Wednesday, November 14, 2007

Database Politics

Recently, I interviewed the "fake boarding pass guy," Chris Soghoian, and we discussed the design and security problems that take place with "feature creep," when institutions that both maintain large databases and issue documents have those documents or databases used for purposes that were never intended. Soghoian argued that social security cards were a classic case of something used for authentification purposes despite being meant for something else. Another obvious case, which has been much in the news this month, is driver's licenses. Obviously, such licenses are intended only to certify that a person is able to drive a car safely, although they are used to board planes, write checks, borrow gas cans from filling stations, and check-out head-mounted displays at digital art installations.
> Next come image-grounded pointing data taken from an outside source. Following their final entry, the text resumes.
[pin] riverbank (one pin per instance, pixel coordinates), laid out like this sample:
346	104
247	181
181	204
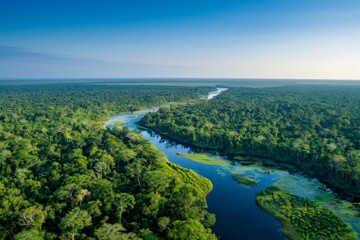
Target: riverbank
302	218
236	197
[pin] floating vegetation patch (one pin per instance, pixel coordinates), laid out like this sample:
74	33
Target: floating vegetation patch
244	180
204	158
302	218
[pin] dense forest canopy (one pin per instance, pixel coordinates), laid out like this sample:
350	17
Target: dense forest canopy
316	128
63	175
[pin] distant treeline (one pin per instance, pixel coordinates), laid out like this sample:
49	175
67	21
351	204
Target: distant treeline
64	176
316	128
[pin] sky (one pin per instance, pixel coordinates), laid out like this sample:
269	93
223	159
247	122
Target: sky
299	39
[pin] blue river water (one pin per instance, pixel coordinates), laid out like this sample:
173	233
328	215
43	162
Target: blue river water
238	216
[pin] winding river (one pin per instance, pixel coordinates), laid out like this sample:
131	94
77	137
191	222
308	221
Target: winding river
238	216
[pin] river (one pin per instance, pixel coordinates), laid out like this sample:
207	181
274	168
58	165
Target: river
238	216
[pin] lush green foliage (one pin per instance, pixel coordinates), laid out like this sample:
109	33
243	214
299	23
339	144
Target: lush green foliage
244	180
205	159
302	218
315	128
62	175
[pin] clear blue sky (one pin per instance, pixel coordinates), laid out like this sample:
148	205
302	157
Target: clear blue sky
180	38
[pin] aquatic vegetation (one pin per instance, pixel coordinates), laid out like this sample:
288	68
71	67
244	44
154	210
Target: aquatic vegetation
244	180
204	158
301	217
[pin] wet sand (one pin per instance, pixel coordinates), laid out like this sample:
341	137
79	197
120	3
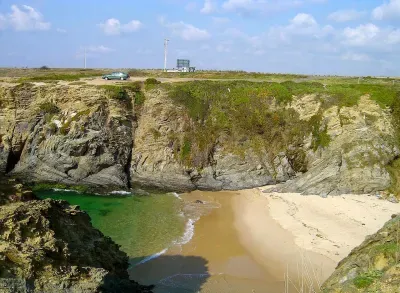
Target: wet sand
248	241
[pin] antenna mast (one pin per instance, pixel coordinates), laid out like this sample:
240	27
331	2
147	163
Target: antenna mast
85	58
165	53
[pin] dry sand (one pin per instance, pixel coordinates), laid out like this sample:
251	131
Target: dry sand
330	226
246	241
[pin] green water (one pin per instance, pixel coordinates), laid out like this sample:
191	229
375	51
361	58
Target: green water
142	225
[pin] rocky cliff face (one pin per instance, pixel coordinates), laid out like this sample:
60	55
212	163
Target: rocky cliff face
374	266
73	135
81	135
50	246
362	143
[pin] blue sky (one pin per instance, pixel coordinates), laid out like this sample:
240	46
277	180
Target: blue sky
353	37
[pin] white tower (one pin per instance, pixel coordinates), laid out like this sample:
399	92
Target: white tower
165	53
84	59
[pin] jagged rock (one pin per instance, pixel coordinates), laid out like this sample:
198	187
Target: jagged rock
362	144
50	246
98	141
90	145
371	267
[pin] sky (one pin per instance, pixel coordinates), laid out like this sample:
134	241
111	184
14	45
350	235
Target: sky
335	37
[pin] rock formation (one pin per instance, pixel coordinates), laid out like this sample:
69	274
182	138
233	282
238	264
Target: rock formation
374	266
79	135
50	246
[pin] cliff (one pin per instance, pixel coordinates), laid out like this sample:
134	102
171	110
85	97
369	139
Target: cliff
202	135
50	246
371	267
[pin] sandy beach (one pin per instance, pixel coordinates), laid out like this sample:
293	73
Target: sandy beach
250	241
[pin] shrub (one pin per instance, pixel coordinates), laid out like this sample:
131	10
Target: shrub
139	98
48	108
156	134
151	81
364	280
116	92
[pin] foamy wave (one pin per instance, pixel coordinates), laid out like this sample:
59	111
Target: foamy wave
152	257
189	232
65	190
176	195
122	192
183	281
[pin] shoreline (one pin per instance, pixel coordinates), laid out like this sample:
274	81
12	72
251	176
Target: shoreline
250	240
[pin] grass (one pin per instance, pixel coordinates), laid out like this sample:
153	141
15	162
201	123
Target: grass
50	186
64	129
78	83
366	279
244	111
57	77
48	108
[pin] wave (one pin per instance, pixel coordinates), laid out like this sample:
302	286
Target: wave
121	192
188	234
149	258
64	190
176	195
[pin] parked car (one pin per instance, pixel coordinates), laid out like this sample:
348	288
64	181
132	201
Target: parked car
116	75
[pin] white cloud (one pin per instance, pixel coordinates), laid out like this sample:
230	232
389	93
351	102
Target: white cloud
355	57
361	35
186	31
220	20
113	26
209	7
389	10
144	51
3	22
246	7
393	37
303	25
346	15
24	18
99	49
222	48
205	47
303	19
191	6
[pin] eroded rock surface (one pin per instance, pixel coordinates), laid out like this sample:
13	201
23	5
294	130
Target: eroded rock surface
50	246
96	140
371	267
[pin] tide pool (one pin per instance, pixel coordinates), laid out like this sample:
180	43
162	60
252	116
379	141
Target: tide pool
142	225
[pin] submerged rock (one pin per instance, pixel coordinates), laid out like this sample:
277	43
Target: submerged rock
374	266
50	246
81	136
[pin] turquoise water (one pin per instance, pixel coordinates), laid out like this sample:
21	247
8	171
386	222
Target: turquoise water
142	225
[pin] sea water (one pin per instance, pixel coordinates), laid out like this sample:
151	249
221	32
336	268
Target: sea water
144	226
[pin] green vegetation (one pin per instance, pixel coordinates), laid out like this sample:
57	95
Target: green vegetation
388	249
48	108
320	135
121	92
254	114
78	83
57	77
64	129
150	83
364	280
156	134
50	186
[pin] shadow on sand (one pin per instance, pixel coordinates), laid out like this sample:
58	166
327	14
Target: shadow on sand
170	273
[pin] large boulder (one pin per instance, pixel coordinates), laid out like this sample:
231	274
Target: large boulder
374	266
50	246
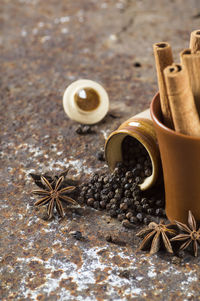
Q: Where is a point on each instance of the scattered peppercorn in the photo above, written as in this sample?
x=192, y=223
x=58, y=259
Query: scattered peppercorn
x=119, y=193
x=84, y=129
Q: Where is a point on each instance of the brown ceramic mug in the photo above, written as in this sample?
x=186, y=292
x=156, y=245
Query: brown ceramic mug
x=180, y=156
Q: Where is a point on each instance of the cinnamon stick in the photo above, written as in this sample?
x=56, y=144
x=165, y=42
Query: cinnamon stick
x=163, y=58
x=192, y=63
x=184, y=113
x=195, y=41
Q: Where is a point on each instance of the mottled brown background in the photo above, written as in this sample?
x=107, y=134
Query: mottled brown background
x=45, y=45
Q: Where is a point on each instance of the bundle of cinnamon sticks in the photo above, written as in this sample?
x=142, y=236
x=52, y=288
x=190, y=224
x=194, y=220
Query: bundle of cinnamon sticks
x=179, y=86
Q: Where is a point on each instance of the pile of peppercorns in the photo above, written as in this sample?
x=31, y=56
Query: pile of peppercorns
x=119, y=193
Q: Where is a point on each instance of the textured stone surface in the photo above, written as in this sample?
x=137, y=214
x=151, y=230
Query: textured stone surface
x=45, y=45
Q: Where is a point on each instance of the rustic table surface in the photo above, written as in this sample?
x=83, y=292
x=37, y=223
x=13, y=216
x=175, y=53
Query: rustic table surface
x=46, y=45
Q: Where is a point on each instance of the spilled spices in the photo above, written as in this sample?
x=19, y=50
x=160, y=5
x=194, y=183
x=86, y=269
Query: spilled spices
x=53, y=196
x=119, y=193
x=190, y=234
x=157, y=236
x=83, y=129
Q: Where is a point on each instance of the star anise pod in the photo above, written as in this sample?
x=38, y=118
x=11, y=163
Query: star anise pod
x=156, y=234
x=190, y=235
x=53, y=195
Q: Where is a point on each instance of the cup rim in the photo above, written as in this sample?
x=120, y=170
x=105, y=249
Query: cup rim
x=155, y=99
Facing an outcry from anti-immigration forces, the state of New York just abandoned a proposal that would have allowed undocumented workers who are behind the wheel anyway to be certified as safe and insured, although pro-license politicians chiefly advertised the benefit of adding this portion of the population to a database that could be accessed by law enforcement. California also continues to circulate legislation on the issue, although it has been difficult to get a bill past the governor's veto. To learn more, the National Immigration Law Center maintains a web page on called the Driver's License Index that tracks this issue and even provides talking points for advocates. La Raza provides a similar "toolkit." On the federal side, Congress has introduced the problematic and slow-moving H.R. 4043 to actually take licenses away.